While the ODNI’s report did not determine a possible cause for the many anomalous health incidents reported by diplomats and government personnel worldwide, it does state that “pulsed electromagnetic energy” remains a plausible explanation. However, just because this mechanism is plausible does not mean it’s necessarily likely. As the ODNI’s executive summary points out, there are significant information gaps surrounding the pulsed electromagnetic energy theory and, in particular, “a dearth of systematic research on the effects of the relevant electromagnetic signals on humans.” While the panel found this theory to be plausible based on currently available information, there is no mention in the summary of how confident they are in their analysis, and it’s always possible that further information could come to light in the future that refutes the current analysis. The summary points out that it is only “one of several inputs” that will inform the intelligence community’s continued investigation of Havana Syndrome and/or AHIs.

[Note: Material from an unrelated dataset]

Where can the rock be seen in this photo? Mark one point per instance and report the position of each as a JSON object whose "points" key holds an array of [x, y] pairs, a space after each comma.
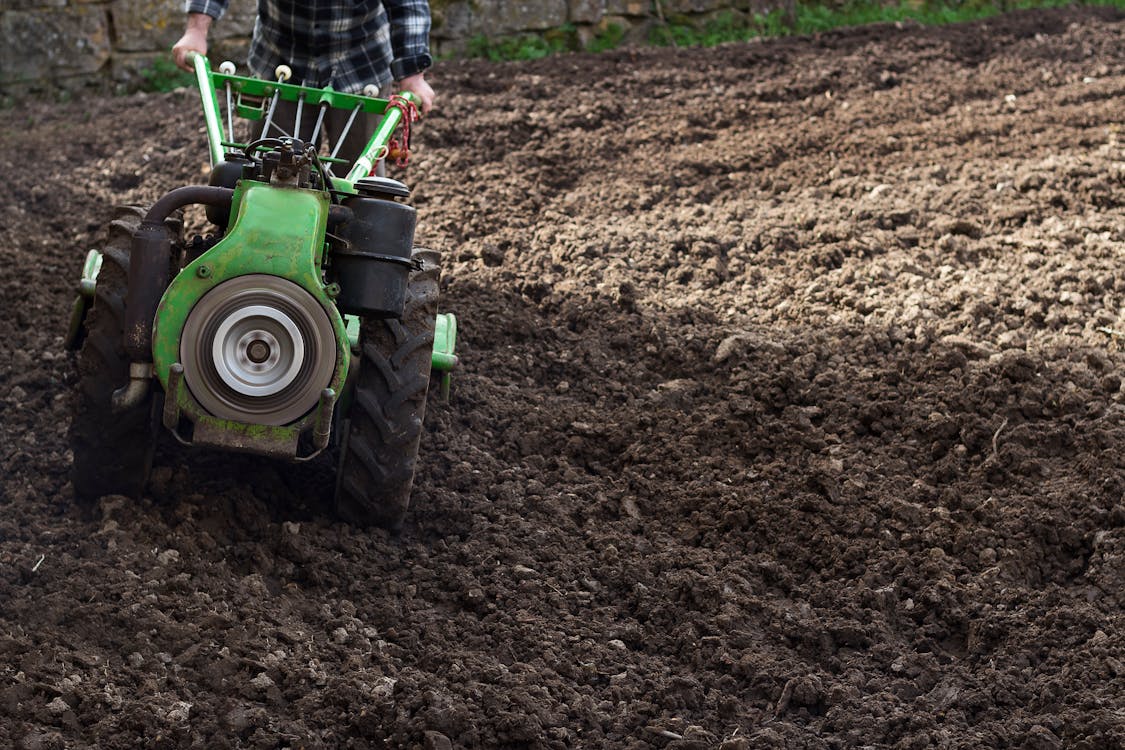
{"points": [[432, 740]]}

Ultimately, the findings are consistent with the CIA’s assessment released to the media earlier this month that found the vast majority of Havana Syndrome reports are likely due to environmental factors like stress or previously undiagnosed medical conditions. Still, many are likely to read into the ODNI’s assessment that pulsed electromagnetic energy is a “plausible” mechanism as evidence that these health incidents are, in fact, caused by some sort of directed energy weapon. There is already reporting that comes to the same conclusion

Some lawmakers have already reacted to today’s release. Senate Intelligence Committee Chair Mark Warner (D-VA) said that while he welcomes the panel’s findings, they only “underscore the need to continue investigating the source of these symptoms, and prioritizing access to care for those suffering from these medical conditions.” House Intelligence Committee Chair Adam Schiff (D-CA) echoed Warner, stating that he looks forward to examining the classified findings of the expert panel. “Let me stress, though this and other recent IC efforts have helped to answer important questions we have about these incidents,” Schiff’s statement reads, “much more remains to be done – and must be.”

Just like every other development related to Havana Syndrome over the last five years, the ODNI’s report is sure to add to the ongoing debate surrounding these health incidents and the U.S. government’s response to it.